Here Dick's meditations came to an end. There were no indications that the fog was clearing, but his service with Samuel Boyd had made him familiar with the neighbourhood, and he threaded his way towards Catchpole Square without much difficulty. He had not met a soul on the road; the streets were quite deserted. "A man could almost fancy," he thought, "that he was walking through the vaults of death." In Shore Street-the backs of the houses in which faced the fronts of the houses in Catchpole Square-he stumbled against a human being who caught him by the arm.
"Who are you when you're at home?" demanded the man. "Here-let's have a look at you. I've had a large dose of shadders to-night; it's a relief to get hold of bone and muscle."
He pulled out his bull's-eye lamp and held it up to Dick's face, who laughingly said, "Well, what do you make of my face? You're cleverer than I am, Applebee, if you can distinguish features on such a night as this."

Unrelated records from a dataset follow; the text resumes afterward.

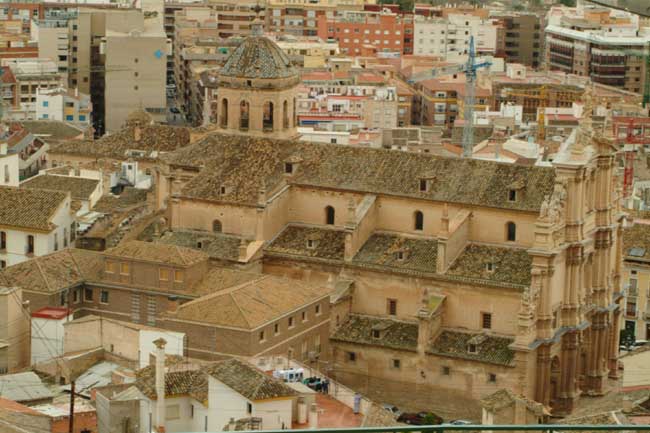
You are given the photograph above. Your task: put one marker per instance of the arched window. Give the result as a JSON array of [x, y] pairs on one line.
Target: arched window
[[224, 113], [244, 112], [285, 114], [329, 215], [418, 220], [511, 231], [267, 113]]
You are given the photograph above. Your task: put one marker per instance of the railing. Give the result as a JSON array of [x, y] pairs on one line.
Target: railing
[[547, 428]]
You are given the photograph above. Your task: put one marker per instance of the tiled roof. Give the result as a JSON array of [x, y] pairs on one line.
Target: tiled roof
[[215, 245], [636, 242], [382, 249], [247, 163], [51, 129], [29, 208], [248, 381], [327, 243], [152, 138], [393, 334], [510, 265], [251, 304], [54, 272], [157, 252], [489, 349], [504, 398], [258, 57], [80, 188], [177, 383]]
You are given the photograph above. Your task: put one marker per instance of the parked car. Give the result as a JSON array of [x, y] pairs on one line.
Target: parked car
[[420, 418], [392, 409]]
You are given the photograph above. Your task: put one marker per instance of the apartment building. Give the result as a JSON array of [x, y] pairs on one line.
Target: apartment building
[[386, 31], [605, 45], [522, 38], [33, 222], [448, 38], [64, 105], [52, 34], [31, 75], [300, 17]]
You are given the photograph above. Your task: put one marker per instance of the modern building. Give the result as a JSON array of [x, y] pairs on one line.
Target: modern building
[[33, 223], [386, 31], [448, 38], [605, 45], [523, 38], [64, 105]]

"Why, if it ain't Mr. Dick Remington!" cried Constable Applebee. "Beg your pardon, sir, but I've been that put out to-night that I can't be sure of anything. If anybody was to say to me, 'Applebee, that head on your shoulders don't belong to you,' I'd half believe him, I would indeed, sir. What with shadders that wouldn't give you a civil answer when you spoke to 'em, and that you could walk right through, and taking hold of flesh and blood that slipped through your fingers like a ghost, to say nothing of the fog, which is a pretty large order-well, if all that ain't enough to worry a night policeman, I'd like to know what is."
CHAPTER XIII
A LIGHT IN THE HOUSE OF DR. PYE
"Worry enough, in all conscience," said Dick, "and you've got a level head, too, if any member of the force has. You're the last man I should have expected to be scared by shadows."

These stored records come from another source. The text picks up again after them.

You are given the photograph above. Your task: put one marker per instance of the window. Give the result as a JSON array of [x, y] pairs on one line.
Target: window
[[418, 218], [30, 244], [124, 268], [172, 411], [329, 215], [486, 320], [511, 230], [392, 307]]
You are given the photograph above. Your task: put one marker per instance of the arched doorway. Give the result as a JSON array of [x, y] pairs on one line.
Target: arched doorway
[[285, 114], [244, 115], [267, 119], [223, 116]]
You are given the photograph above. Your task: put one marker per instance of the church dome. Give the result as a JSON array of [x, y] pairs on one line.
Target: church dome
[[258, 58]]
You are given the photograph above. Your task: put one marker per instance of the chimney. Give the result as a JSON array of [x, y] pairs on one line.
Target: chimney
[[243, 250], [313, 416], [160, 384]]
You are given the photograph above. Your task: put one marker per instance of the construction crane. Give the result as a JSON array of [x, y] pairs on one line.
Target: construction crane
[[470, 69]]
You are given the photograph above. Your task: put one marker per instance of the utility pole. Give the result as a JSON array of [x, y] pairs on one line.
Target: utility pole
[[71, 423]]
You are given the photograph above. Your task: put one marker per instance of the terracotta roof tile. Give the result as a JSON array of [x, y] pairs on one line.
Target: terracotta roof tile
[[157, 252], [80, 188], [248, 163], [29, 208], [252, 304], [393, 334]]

"Not what you might call scared," replied Constable Applebee, unwilling to admit as much to a layman; "put out, sir, put out-that's the right word. A man may be put out in so many ways. His wife may put him out-and she often does-an underdone chop may put him out-a fractious child may put him out-likewise buttons. It's what we're born to."
"Well, say put out," said Dick with a hearty laugh. "And by shadows, too, of all things in the world! Still, one might be excused on such a night as this. The mist floats, shadows rise, and there you are. All sorts of fancies crept into my head as I walked along, and if I'd been employed on duty as monotonous as yours I have no doubt I should have heard sounds and seen shapes that have no existence."
"You talk like a book, sir."
"What was the nature of the flesh and blood that slipped through your fingers like a ghost, Applebee?"
"Human nature, sir. I'll take my oath it was a woman. I had her by the arm, and presto! she was gone!"
"A woman," said Dick, thinking of Mrs. Death. "Did she have a child with her, a poor little mite with a churchyard cough?"
"I don't call to mind a child. It was in Catchpole Square it happened. I shall report it."
"Of course you will," said Dick, convinced that it was Mrs. Death, but wondering why she should have been so anxious to escape. "Talking of Catchpole Square, have you seen anything this last day or two of Mr. Samuel Boyd?"
"Haven't set eyes on him for a week past. To make sure, now-is it a week? No, it was Friday night that I saw him last. I can fix the time because a carriage pulled up at Deadman's Court, and a lady got out. She went through the court, followed by the footman."
"Did she stop long, do you know?"
"Couldn't have stopped very long. I hung about a bit, and when I come round again the carriage was driving away. All sorts of people deal with Samuel Boyd, poor and rich, high and low. That house of his could tell tales."
"So could most houses, Applebee."
"True enough, sir. There's no city in the world so full of mystery as London. We're a strange lot, sir. I read in a book once that every house contains a skeleton. The human mind, sir," said Constable Applebee, philosophically, "the human mind is a box, and no one but the man who owns that mind knows what is shut up in it."
It was a pregnant opening for discussion, but Dick did not pursue it. He returned to the subject that was engrossing his thoughts.
"Samuel Boyd kept a clerk, – "
"And I pity the poor devil," interjected the constable.